Helston church


It is a shame that a town of such granite-built quality as Helston does not have a medieval church. The original foundation, situated on the same site in an ancient lann, became derelict and new money paid for the erection of the mid C18 St Michael’s.   Being so late, it is strictly outside our window of interest but hey.

Rare though a new foundation is from this time, the result is something of an uncomfortable compromise. Its interior is austere and nods at the great barns of the large Methodist chapels that scatter the county.

The two-storey south porch even feels more like the entrance to a grand Georgian building than to a church.

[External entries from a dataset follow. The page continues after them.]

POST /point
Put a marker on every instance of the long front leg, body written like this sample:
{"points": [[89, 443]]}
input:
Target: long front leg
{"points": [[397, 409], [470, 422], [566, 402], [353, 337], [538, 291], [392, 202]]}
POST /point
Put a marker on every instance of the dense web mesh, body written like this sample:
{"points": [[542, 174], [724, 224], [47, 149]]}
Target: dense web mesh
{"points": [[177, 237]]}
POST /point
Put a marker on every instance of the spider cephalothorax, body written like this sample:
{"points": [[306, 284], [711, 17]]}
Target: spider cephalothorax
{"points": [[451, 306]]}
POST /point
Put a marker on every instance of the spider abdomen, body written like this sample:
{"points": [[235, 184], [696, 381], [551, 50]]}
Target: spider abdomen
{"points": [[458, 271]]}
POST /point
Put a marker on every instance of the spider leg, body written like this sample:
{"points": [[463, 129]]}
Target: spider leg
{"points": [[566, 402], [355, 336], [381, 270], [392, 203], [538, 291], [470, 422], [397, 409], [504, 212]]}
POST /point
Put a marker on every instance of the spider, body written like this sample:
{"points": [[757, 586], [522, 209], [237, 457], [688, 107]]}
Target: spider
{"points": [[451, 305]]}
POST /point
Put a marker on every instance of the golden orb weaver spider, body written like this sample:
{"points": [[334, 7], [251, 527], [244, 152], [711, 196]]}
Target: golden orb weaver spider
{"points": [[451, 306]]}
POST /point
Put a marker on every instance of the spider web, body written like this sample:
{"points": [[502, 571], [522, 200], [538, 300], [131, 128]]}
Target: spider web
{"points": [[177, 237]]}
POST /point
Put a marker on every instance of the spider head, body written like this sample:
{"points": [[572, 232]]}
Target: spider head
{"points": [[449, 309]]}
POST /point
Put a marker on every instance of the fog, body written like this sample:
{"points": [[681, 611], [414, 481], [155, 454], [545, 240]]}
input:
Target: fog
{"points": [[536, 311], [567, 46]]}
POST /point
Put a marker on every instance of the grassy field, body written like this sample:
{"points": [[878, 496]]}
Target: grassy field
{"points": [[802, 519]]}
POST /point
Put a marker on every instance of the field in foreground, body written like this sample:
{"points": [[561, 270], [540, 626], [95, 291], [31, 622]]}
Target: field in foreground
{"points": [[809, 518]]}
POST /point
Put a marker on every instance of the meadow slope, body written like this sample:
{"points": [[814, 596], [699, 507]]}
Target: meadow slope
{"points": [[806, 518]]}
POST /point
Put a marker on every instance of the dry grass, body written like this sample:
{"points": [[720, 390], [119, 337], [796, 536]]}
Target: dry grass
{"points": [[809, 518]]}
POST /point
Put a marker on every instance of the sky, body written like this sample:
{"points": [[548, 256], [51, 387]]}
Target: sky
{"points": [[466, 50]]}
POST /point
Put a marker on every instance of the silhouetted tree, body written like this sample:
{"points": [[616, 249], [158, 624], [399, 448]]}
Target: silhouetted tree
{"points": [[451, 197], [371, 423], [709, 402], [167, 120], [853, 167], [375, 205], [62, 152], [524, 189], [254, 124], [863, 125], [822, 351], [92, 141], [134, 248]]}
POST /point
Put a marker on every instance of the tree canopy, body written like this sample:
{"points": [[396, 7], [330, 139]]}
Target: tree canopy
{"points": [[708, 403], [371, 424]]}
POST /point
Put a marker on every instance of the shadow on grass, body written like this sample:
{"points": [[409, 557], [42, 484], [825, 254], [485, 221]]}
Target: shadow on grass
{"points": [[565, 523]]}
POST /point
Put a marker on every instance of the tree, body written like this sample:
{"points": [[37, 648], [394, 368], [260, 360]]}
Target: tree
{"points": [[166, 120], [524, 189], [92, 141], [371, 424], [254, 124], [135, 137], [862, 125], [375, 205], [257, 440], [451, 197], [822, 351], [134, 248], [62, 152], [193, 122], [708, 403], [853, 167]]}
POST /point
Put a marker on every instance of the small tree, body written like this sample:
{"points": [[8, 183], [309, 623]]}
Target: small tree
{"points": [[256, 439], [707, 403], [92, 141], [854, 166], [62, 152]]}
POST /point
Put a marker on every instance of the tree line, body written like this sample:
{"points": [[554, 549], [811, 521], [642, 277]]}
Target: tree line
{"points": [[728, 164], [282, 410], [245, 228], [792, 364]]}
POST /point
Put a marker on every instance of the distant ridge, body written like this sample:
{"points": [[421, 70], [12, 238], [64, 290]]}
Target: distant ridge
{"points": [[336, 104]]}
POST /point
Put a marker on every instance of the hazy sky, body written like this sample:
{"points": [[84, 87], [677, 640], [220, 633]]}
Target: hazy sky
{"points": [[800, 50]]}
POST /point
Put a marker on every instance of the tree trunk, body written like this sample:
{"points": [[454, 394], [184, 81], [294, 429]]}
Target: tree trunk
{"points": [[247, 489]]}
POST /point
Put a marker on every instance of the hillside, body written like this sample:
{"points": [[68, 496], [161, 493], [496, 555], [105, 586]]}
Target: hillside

It boasts a gallery at the west, to accommodate a larger congregation. A northern and southern gallery were swept away in a 1970s re-ordering. The result is still large and surely many time larger than is required for today’s congregations.

Helston: the nave

There are few echoes of the past. A brass to Thomas Bougins (d1602) has been framed and hangs in what passes for a north transept – more a side chapel – and a monument or two clearly pre-dates the present church.

A photograph in the side chapel shows the full extent of the church with its two galleries.

Least we appear too damming, in the churchyard are two discoveries. There is a wheel-headed cross which has been appropriated by the Penberthy family for their tomb, and a large monument to Henry Trengrouse who invented the Rocket Apparatus to save lives from wrecked ships.